Tiga sektor penyumbang terbesar ekspor Lampung sepanjang Januari–Agustus 2025 adalah lemak dan minyak hewan/nabati sebesar US$1.820,31 juta atau 42,51 persen.
Kemudian, ekspor kopi, teh, dan rempah-rempah mencapai US$1.037,67 juta atau 24,23 persen, dan bahan bakar mineral sebesar US$489,34 juta atau 11,43 persen.
Adapun tiga negara tujuan ekspor terbesar pada periode yang sama adalah Amerika Serikat US$641,76 juta (14,99 persen), Pakistan US$423,16 juta (9,88 persen), dan India US$395,51 juta (9,24 persen).
BACA JUGA:Sprinter AT, Motor Listrik Murah Dengan Tampilan Klasik ala Vespa
Di sisi lain, nilai impor Provinsi Lampung pada Agustus 2025 mencapai US$222,35 juta.
Angka ini naik drastis 130,41 persen (y-on-y) dibanding Agustus 2024 yang hanya US$96,50 juta.
Namun secara kumulatif, nilai impor Januari–Agustus 2025 tercatat US$1,506 miliar, atau turun tipis 0,03 persen dibanding periode yang sama tahun lalu sebesar US$1,507 miliar.
Negara asal impor terbesar Lampung sepanjang tahun berjalan didominasi oleh komoditas energi dan peternakan, antara lain Nigeria US$354,00 juta (23,49 persen) — komoditas utama Bahan Bakar Mineral.
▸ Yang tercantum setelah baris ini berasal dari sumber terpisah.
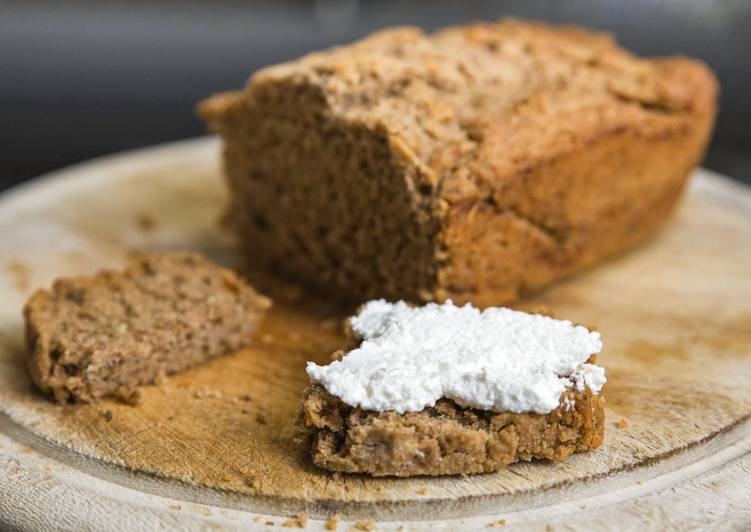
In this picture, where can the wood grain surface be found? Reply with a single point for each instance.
(675, 316)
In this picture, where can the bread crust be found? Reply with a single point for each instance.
(105, 335)
(477, 163)
(446, 439)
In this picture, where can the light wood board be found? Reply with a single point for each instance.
(675, 316)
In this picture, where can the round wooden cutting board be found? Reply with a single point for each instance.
(215, 447)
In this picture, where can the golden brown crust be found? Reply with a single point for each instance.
(375, 169)
(446, 439)
(107, 334)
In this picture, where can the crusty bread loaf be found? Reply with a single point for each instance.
(107, 334)
(446, 439)
(476, 163)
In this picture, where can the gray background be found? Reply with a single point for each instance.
(86, 78)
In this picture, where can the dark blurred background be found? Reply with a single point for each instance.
(85, 78)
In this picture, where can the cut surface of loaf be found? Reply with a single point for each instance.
(446, 439)
(106, 334)
(476, 163)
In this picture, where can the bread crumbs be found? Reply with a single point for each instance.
(299, 521)
(332, 523)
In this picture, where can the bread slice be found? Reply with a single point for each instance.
(476, 163)
(446, 439)
(107, 334)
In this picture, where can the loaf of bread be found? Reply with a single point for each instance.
(476, 163)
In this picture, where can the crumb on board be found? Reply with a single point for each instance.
(20, 273)
(205, 392)
(292, 293)
(145, 222)
(299, 521)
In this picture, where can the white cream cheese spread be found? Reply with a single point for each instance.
(494, 359)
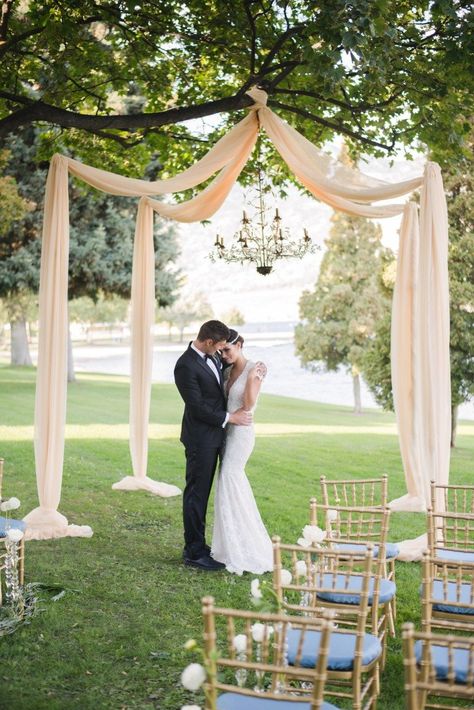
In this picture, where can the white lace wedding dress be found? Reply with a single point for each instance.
(240, 539)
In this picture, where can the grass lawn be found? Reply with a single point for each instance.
(115, 639)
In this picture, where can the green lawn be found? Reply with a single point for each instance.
(117, 640)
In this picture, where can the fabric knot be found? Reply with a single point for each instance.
(259, 96)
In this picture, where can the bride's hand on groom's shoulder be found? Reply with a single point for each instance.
(242, 417)
(260, 370)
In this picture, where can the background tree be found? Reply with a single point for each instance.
(339, 316)
(233, 317)
(459, 186)
(20, 246)
(190, 308)
(376, 72)
(111, 310)
(12, 205)
(101, 243)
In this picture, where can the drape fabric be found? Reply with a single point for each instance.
(420, 332)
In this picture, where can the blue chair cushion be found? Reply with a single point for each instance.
(439, 658)
(6, 523)
(391, 549)
(457, 555)
(341, 649)
(235, 701)
(387, 590)
(451, 596)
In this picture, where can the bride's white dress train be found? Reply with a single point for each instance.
(240, 539)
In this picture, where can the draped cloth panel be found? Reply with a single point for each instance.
(341, 187)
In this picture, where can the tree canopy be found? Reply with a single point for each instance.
(379, 73)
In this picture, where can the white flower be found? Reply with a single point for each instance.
(313, 534)
(14, 534)
(255, 589)
(10, 504)
(301, 568)
(259, 631)
(302, 542)
(193, 676)
(240, 643)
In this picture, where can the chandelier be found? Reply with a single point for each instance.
(263, 240)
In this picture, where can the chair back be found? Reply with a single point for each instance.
(245, 654)
(358, 493)
(437, 665)
(450, 532)
(452, 499)
(447, 594)
(306, 580)
(351, 525)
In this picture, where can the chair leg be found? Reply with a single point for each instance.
(383, 633)
(22, 562)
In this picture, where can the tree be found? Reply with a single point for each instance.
(12, 205)
(459, 187)
(20, 247)
(190, 308)
(101, 242)
(339, 316)
(376, 72)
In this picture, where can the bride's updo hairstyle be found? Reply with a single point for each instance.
(234, 338)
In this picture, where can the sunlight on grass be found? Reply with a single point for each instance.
(172, 431)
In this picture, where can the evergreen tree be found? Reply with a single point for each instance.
(339, 316)
(101, 243)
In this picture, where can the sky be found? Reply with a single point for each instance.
(274, 297)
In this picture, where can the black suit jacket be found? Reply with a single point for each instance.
(204, 401)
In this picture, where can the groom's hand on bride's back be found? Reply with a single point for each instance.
(241, 417)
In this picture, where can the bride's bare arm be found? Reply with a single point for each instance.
(254, 382)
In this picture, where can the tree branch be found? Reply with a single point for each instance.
(253, 33)
(6, 9)
(337, 127)
(279, 44)
(360, 108)
(39, 111)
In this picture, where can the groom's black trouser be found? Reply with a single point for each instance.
(201, 463)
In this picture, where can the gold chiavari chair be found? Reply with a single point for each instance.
(451, 535)
(447, 595)
(355, 493)
(351, 529)
(309, 580)
(452, 499)
(364, 493)
(246, 660)
(438, 668)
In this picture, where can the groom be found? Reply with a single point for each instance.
(198, 377)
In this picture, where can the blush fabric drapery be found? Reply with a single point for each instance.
(423, 394)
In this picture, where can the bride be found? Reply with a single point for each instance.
(239, 539)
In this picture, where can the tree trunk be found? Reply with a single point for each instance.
(454, 424)
(71, 376)
(20, 351)
(356, 389)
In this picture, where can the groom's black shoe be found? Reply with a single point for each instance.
(205, 563)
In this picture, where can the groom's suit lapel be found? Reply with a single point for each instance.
(202, 363)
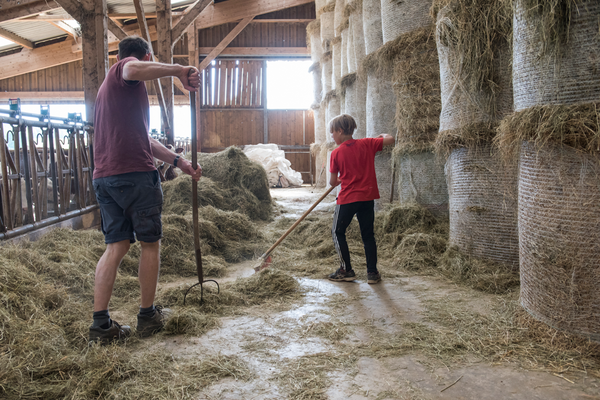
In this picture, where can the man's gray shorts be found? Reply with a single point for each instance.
(130, 205)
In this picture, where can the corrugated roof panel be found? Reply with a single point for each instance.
(33, 31)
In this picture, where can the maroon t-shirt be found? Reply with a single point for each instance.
(121, 141)
(355, 162)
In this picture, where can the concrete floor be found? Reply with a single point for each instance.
(270, 341)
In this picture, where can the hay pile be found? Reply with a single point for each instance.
(230, 181)
(409, 238)
(46, 291)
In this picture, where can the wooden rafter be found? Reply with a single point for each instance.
(16, 38)
(62, 25)
(143, 24)
(27, 9)
(225, 42)
(188, 18)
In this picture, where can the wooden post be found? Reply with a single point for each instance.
(165, 55)
(95, 51)
(7, 217)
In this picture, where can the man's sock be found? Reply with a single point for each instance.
(148, 312)
(101, 319)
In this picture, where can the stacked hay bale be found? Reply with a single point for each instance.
(410, 45)
(473, 40)
(380, 104)
(353, 90)
(556, 129)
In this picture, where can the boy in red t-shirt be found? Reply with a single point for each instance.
(354, 161)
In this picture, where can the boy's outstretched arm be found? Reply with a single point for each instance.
(387, 139)
(334, 180)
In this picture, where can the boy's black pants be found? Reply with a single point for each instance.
(365, 213)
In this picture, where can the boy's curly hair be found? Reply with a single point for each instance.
(343, 122)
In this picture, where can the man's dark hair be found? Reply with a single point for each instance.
(133, 46)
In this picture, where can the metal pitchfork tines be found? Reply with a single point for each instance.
(195, 206)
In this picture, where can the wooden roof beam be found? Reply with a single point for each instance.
(234, 10)
(16, 38)
(188, 18)
(225, 42)
(26, 8)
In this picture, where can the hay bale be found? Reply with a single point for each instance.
(559, 215)
(336, 63)
(421, 181)
(313, 40)
(416, 77)
(326, 75)
(400, 17)
(358, 35)
(356, 103)
(483, 206)
(372, 25)
(317, 85)
(564, 69)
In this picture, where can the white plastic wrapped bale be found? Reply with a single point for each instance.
(279, 171)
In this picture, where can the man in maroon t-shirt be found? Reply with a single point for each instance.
(354, 161)
(127, 184)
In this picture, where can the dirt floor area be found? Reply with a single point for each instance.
(350, 341)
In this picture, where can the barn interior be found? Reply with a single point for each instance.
(485, 226)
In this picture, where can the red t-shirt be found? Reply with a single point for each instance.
(121, 140)
(355, 162)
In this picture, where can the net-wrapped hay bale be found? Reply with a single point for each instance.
(356, 23)
(483, 205)
(355, 105)
(559, 221)
(344, 52)
(326, 73)
(554, 68)
(372, 25)
(476, 91)
(336, 61)
(400, 17)
(421, 181)
(417, 88)
(352, 67)
(313, 39)
(315, 70)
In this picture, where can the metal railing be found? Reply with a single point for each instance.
(46, 167)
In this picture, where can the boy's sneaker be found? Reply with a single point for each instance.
(148, 326)
(341, 275)
(373, 278)
(113, 333)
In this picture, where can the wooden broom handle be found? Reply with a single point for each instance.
(298, 221)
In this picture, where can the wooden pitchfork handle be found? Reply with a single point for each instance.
(198, 251)
(297, 222)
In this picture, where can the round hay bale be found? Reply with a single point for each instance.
(400, 17)
(356, 24)
(559, 216)
(421, 181)
(313, 36)
(333, 110)
(326, 75)
(352, 66)
(340, 5)
(356, 106)
(344, 52)
(336, 57)
(417, 89)
(380, 105)
(327, 30)
(555, 53)
(483, 205)
(317, 85)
BACA JUGA:Itel S26 Ultra Resmi Hadir di Indonesia, Segini Harganya
Selain itu, Angola US$213,34 juta (14,16 persen) — komoditas utama Bahan Bakar Mineral, dan Australia US$163,43 juta (10,85 persen) — komoditas utama Binatang Hidup.
Dengan nilai ekspor US$684,46 juta dan impor US$222,35 juta pada Agustus 2025, Lampung mencatatkan surplus neraca perdagangan sebesar US$462,11 juta.
“Dengan neraca dagang yang kembali mencatatkan surplus, ini menunjukkan kinerja perdagangan luar negeri Lampung masih berada pada tren positif,” tutup Nila.